Posted by "Francesco Strino (Updated) (JIRA)" <ji...@apache.org>.
     [ https://issues.apache.org/jira/browse/MATH-753?page=com.atlassian.jira.plugin.system.issuetabpanels:all-tabpanel ]

Francesco Strino updated MATH-753:
----------------------------------

    Description: 
The way the density of the gamma distribution function is estimated can be improved.

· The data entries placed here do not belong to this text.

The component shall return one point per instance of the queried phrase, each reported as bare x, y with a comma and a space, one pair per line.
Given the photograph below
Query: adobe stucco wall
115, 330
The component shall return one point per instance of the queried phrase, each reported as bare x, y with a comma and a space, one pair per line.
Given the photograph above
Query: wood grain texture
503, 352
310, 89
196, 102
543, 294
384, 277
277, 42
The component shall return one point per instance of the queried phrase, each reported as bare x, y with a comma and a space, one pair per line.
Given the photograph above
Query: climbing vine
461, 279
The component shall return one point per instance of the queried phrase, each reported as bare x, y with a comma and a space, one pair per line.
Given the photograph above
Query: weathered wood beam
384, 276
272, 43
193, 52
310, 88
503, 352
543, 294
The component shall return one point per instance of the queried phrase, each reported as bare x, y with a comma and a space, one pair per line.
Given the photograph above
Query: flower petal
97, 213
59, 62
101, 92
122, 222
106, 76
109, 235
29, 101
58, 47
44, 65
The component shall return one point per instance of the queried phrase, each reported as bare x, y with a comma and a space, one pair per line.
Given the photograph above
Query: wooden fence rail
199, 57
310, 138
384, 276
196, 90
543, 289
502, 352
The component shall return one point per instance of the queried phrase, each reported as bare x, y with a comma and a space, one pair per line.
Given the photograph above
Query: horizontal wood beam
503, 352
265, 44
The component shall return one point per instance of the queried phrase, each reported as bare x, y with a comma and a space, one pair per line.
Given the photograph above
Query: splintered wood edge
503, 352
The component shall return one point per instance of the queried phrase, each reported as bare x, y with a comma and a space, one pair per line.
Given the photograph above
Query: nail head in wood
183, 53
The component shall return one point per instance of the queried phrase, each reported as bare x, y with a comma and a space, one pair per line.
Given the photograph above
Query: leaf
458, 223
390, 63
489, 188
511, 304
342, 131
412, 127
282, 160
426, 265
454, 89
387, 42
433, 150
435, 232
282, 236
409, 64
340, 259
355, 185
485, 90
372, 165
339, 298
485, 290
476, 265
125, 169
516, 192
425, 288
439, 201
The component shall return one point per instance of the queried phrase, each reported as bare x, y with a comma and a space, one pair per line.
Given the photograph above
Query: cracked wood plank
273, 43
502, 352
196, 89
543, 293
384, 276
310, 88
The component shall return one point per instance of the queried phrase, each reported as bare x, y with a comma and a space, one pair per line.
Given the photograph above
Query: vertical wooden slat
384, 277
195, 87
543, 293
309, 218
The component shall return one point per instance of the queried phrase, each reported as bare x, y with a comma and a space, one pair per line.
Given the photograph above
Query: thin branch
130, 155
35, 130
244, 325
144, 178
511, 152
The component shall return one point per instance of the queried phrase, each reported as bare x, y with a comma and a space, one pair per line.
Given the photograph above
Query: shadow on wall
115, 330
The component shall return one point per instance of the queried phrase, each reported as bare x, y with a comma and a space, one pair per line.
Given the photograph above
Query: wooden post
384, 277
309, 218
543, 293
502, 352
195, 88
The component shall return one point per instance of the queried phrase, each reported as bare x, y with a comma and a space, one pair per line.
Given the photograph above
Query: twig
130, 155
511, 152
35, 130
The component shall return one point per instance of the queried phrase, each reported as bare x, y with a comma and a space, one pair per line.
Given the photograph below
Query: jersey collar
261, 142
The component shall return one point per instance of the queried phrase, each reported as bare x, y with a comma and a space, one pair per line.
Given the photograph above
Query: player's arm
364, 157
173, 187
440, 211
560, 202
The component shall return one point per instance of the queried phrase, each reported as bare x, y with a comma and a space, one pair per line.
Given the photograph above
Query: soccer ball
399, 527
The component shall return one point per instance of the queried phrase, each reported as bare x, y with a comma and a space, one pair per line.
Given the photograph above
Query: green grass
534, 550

It's much more stable to calculate first the log of the density and then exponentiate, otherwise the function returns NaN for high values of the parameters alpha and beta. 

It would be sufficient to change the public double density(double x) function at line 204 in the file org.apache.commons.math.distribution.GammaDistributionImpl as follows:


return Math.exp(Math.log(x)*(alpha-1) - Math.log(beta)*alpha - x/beta - Gamma.logGamma(alpha)); 



  was:
The way the density of the gamma distribution function is estimated can be improved.

It's much more stable to calculate first the log of the density and then exponentiate, otherwise the function returns NaN for high values of the parameters alpha and beta. 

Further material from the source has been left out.